— За мной!

Мы мчались, отдавшись на волю коней. Они несли нас по едва заметной дороге, проложенной мустангами и колесами фургонов в бесконечной прерии, низинами, заполненными легким туманом, и пологими холмами, залитыми лунным светом. Долго мы мчались вдоль блестящих рельс узкоколейки, пока дорога не пересекла ее, и тут надо было доставать портулану, потому что обозначилась истоптанная вдоль и поперек развилка, увенчанная единственным деревом непонятной породы.

— Тихо! — Китаец вдруг замер, приподнявшись на стременах. — Слышите?

Мы тоже прислушались, и действительно: слева, за обочиной, в зарослях бизоньей травы, раздавался стон. Китаец бесшумно соскользнул с коня и исчез. Меткач положил руку на «кольт».

— Спокойно, — посоветовал ему Хек, поигрывая длинным, граненым лезвием байонета.

Через минуту Китаец выкатил — да, именно выкатил — на дорогу длинный сверток, оказавшийся человеком, запеленатым в мешковину. Мы развязали его, вынули кляп и похлопали по щекам. Это был уже немолодой человек в порванной, очень грязной одежде машиниста. Все было ясно.

— Жив? — весело спросил Хек и угостил его яблоком. — А ну ешь витамины!

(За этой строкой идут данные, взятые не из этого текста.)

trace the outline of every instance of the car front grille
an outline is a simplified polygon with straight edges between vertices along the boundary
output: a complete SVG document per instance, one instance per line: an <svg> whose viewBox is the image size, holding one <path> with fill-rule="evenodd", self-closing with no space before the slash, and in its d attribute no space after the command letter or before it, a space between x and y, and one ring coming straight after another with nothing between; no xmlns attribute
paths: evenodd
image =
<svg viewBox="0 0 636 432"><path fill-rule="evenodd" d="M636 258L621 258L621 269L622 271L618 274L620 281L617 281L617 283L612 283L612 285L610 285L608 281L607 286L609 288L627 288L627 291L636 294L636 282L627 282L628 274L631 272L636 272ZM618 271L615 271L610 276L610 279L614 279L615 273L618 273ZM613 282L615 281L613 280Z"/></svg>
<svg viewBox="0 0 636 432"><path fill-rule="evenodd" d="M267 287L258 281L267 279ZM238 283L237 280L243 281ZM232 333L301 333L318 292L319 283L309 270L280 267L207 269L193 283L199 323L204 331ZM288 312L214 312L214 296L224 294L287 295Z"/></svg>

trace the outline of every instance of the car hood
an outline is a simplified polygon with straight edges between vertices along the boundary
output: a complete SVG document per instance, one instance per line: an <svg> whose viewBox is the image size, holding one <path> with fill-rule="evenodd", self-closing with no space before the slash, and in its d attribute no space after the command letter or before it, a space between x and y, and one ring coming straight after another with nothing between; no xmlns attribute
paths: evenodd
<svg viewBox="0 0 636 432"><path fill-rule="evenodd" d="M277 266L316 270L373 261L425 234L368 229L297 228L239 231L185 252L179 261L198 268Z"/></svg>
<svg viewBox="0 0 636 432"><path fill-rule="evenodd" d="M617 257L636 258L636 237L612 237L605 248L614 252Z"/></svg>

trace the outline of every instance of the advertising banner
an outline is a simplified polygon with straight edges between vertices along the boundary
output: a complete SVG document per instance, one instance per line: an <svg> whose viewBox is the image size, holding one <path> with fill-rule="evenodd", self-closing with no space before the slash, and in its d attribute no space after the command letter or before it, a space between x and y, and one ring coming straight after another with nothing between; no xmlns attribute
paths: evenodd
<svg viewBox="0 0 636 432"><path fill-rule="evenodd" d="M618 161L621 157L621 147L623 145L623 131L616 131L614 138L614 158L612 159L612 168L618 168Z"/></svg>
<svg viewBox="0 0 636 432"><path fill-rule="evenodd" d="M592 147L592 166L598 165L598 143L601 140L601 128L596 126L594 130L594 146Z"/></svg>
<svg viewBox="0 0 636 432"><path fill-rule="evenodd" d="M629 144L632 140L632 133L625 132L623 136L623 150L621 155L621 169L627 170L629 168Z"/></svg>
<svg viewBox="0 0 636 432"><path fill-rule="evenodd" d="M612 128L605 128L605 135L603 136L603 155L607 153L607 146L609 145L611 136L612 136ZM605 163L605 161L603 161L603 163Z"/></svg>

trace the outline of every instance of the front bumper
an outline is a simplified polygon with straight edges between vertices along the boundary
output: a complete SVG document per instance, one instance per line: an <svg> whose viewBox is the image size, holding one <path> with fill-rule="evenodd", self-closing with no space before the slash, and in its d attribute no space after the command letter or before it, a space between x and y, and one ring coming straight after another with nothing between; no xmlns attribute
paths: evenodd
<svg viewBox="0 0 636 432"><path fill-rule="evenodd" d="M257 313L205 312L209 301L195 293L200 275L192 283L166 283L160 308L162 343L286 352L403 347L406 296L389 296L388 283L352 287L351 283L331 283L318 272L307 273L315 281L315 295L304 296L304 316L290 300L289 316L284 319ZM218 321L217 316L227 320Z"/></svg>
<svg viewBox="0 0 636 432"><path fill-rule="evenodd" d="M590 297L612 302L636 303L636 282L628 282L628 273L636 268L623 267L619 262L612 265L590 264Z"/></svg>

Откусив раз-другой, машинист попробовал подвигать лопатками под тужуркой, покрутил головой.

— Смотри-ка! — удивился он, морщась. — Ничего не сломал! Повезло! Напали бандиты… — И он рассказал, как путь был перегорожен бревном, а когда он остановил поезд, со всех сторон появились люди Джиу, избили, связали и скинули его под насыпь, а сами повели состав на запасную ветку и сейчас вовсю грабят там пассажиров…

— До города около трех миль, — напомнил я. — Сможете дойти? Или вам помочь?

Тем временем Китаец срубил ветку, быстро очистил ее от сучков, укоротил, и получилась вполне приличная ротанговая трость. Старик оперся на нее и сделал несколько шагов, продолжая грызть яблоко.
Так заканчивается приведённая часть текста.